What Mac do I need to run a local LLM?
Any Apple Silicon Mac works. M1 with 16 GB is the realistic floor. M2 Pro / Max and up let you run 30B+ models comfortably. The chip matters less than unified memory — RAM is the real bottleneck for local LLMs.
How does MLX differ from Ollama?
MLX is the framework — Apple's open-source array library for ML on Apple Silicon. You write Python and choose models. Ollama is a polished app and CLI that hides the framework. With Ollama you install, type one command, get a chat. Pick MLX when you want to build. Pick Ollama when you want to use.
Is running an LLM locally actually private?
Yes for MLX and Ollama — your text never leaves the Mac unless you send it somewhere. Yes-ish for Apple Foundation Models — on-device by default, Private Cloud Compute as fallback if the request is too hard. Apple publishes the architecture and allows audits.
Can I use a local LLM for meeting notes and summaries?
For already-cleaned transcripts, yes — local models handle "extract action items and decisions" well. For raw multi-speaker meeting audio, you need solid transcription first (Whisper on the Neural Engine works) and then you can hand the cleaned text to a local LLM for structure. Both stages stay on-device.
How much RAM does a local LLM need on Mac?
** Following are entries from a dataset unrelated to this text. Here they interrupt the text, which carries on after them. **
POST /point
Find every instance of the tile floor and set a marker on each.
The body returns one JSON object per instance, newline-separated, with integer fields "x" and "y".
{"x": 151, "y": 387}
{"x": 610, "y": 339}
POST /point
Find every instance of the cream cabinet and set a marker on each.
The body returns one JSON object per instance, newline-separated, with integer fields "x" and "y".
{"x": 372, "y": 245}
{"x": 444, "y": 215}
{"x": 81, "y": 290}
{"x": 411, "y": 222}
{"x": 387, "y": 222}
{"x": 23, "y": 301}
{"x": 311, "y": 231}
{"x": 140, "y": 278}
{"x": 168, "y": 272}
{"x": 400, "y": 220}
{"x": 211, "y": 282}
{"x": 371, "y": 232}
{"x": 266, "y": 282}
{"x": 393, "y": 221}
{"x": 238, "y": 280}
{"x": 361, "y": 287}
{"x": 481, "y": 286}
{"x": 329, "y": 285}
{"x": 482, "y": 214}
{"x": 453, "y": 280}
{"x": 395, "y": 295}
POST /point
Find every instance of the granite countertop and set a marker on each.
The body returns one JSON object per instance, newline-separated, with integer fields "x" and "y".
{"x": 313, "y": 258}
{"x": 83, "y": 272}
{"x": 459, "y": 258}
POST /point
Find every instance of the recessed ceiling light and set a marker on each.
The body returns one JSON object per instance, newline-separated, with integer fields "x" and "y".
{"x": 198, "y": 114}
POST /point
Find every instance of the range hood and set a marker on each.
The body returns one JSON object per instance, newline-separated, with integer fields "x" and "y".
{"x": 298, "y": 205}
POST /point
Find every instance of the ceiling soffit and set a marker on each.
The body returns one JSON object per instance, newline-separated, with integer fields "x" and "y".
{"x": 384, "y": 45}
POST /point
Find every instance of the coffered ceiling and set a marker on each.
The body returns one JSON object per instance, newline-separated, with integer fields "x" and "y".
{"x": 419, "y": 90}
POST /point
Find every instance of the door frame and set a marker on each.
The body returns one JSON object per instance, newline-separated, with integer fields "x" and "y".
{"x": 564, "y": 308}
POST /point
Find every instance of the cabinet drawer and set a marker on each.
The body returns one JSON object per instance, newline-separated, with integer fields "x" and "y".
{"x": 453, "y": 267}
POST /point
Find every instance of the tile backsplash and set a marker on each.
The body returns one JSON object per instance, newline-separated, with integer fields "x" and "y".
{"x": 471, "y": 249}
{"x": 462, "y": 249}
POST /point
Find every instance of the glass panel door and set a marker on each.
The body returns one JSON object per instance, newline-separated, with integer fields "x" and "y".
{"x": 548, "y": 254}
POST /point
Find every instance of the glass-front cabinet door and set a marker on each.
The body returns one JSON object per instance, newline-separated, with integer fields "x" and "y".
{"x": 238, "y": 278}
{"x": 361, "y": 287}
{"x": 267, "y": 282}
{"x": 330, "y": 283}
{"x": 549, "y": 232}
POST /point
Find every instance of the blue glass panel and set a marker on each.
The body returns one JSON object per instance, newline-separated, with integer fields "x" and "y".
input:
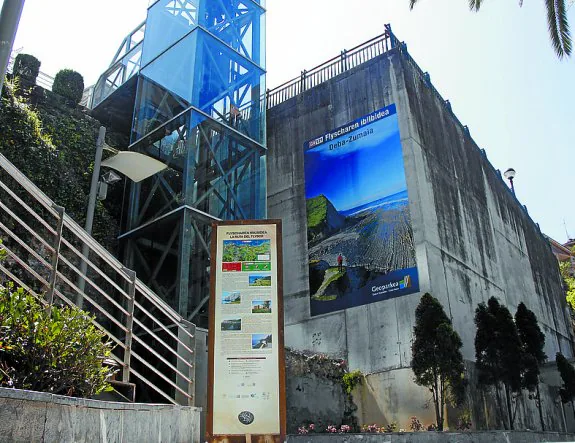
{"x": 238, "y": 24}
{"x": 201, "y": 71}
{"x": 167, "y": 22}
{"x": 227, "y": 174}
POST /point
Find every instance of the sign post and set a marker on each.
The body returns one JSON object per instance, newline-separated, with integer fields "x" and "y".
{"x": 246, "y": 384}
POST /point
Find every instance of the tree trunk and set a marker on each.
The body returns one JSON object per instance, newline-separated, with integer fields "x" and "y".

Roughly: 3B model wants 4–6 GB unified memory, 7B wants 8–10 GB, 14B wants 12–18 GB, 30B+ wants 24 GB and patience. Unified memory means the CPU and GPU share the pool — your 16 GB Mac is really 16 GB total, not 16 GB plus a separate VRAM pool.
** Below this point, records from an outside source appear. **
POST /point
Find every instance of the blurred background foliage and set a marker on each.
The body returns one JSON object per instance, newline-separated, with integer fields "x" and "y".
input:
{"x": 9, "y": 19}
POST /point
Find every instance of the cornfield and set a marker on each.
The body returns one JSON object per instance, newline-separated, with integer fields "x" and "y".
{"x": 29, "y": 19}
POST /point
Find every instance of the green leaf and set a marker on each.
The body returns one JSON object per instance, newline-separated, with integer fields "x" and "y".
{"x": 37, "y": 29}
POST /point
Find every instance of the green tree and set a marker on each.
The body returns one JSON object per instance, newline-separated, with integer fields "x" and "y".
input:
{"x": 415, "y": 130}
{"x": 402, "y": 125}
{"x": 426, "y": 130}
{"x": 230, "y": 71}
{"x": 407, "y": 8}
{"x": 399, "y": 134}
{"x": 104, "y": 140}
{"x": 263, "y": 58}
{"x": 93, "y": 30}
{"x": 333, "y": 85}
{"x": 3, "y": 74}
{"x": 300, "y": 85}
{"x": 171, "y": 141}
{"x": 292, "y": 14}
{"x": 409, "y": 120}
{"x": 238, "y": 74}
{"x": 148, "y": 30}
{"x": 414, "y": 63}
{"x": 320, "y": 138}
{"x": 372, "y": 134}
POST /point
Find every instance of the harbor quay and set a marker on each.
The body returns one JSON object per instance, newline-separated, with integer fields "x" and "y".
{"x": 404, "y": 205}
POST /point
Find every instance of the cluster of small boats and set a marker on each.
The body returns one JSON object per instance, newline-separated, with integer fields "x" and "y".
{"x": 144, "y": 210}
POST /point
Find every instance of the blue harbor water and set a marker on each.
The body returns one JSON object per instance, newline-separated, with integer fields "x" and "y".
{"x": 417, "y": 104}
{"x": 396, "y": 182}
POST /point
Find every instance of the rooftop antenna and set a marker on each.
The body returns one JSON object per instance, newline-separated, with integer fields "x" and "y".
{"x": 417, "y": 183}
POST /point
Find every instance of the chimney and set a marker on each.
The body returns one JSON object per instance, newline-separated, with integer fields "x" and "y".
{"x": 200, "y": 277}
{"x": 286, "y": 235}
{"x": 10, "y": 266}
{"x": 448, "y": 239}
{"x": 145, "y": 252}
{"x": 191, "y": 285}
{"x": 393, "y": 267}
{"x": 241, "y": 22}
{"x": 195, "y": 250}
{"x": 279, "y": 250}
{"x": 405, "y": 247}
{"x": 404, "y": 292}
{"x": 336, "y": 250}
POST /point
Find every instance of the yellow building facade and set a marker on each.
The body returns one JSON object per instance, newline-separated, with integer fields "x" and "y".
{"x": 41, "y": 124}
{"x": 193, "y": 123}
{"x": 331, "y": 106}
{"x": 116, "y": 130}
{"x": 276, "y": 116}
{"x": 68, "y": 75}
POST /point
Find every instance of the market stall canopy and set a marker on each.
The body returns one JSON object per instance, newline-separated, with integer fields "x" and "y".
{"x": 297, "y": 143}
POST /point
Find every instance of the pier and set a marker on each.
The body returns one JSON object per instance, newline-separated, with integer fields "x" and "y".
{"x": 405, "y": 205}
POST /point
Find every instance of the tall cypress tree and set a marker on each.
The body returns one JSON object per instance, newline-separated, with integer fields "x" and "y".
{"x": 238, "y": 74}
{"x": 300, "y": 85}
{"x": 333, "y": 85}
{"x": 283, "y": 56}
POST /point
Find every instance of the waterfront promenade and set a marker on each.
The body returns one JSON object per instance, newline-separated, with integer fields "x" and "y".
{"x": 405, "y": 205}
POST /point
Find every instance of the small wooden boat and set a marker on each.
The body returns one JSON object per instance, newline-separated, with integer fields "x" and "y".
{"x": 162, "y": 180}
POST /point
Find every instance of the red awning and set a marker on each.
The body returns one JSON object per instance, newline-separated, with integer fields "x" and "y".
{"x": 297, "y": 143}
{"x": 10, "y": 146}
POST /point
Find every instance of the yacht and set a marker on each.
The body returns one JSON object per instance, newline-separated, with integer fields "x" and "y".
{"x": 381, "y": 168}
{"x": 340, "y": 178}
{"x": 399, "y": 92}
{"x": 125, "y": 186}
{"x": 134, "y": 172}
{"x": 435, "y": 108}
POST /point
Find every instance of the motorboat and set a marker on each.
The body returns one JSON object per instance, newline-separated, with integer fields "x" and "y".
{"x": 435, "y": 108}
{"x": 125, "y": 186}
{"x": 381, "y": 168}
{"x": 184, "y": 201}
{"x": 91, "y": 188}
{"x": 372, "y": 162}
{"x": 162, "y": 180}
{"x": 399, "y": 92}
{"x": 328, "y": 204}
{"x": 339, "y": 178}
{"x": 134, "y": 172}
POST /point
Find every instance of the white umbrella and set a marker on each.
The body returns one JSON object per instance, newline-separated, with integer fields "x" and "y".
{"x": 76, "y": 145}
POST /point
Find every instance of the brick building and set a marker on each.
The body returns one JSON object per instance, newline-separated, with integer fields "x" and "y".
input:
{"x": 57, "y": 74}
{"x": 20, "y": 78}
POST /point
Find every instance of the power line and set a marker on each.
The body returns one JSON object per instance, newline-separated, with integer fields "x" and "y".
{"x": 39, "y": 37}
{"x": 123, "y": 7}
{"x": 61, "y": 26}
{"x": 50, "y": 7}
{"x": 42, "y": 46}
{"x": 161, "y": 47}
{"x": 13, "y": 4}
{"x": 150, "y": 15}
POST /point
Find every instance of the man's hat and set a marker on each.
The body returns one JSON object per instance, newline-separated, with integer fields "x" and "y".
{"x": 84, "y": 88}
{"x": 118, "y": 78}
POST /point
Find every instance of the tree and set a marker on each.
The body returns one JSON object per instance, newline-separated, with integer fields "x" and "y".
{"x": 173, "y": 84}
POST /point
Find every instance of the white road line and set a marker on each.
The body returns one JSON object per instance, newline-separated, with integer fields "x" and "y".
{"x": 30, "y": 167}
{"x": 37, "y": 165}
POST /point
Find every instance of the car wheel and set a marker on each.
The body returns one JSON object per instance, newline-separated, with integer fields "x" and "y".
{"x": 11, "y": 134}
What's the best local LLM for Apple Silicon in 2026?
It depends on the task. For short clean-input notes, Qwen 2.5 7B and Llama 3.1 8B are reliable. For structured output, Llama 3.1 8B holds up well. For reasoning-heavy work you need 14B+ and a Mac with the RAM for it. The "best" answer changes monthly as open weights improve — check the Ollama library for current rankings.
Do I still need a cloud model for anything?
Yes, in four cases: very messy input, very long documents, vision or audio understanding beyond transcription, and high-stakes output where being wrong is expensive. Hybrid local-first with cloud fallback is what most working note-takers settle on.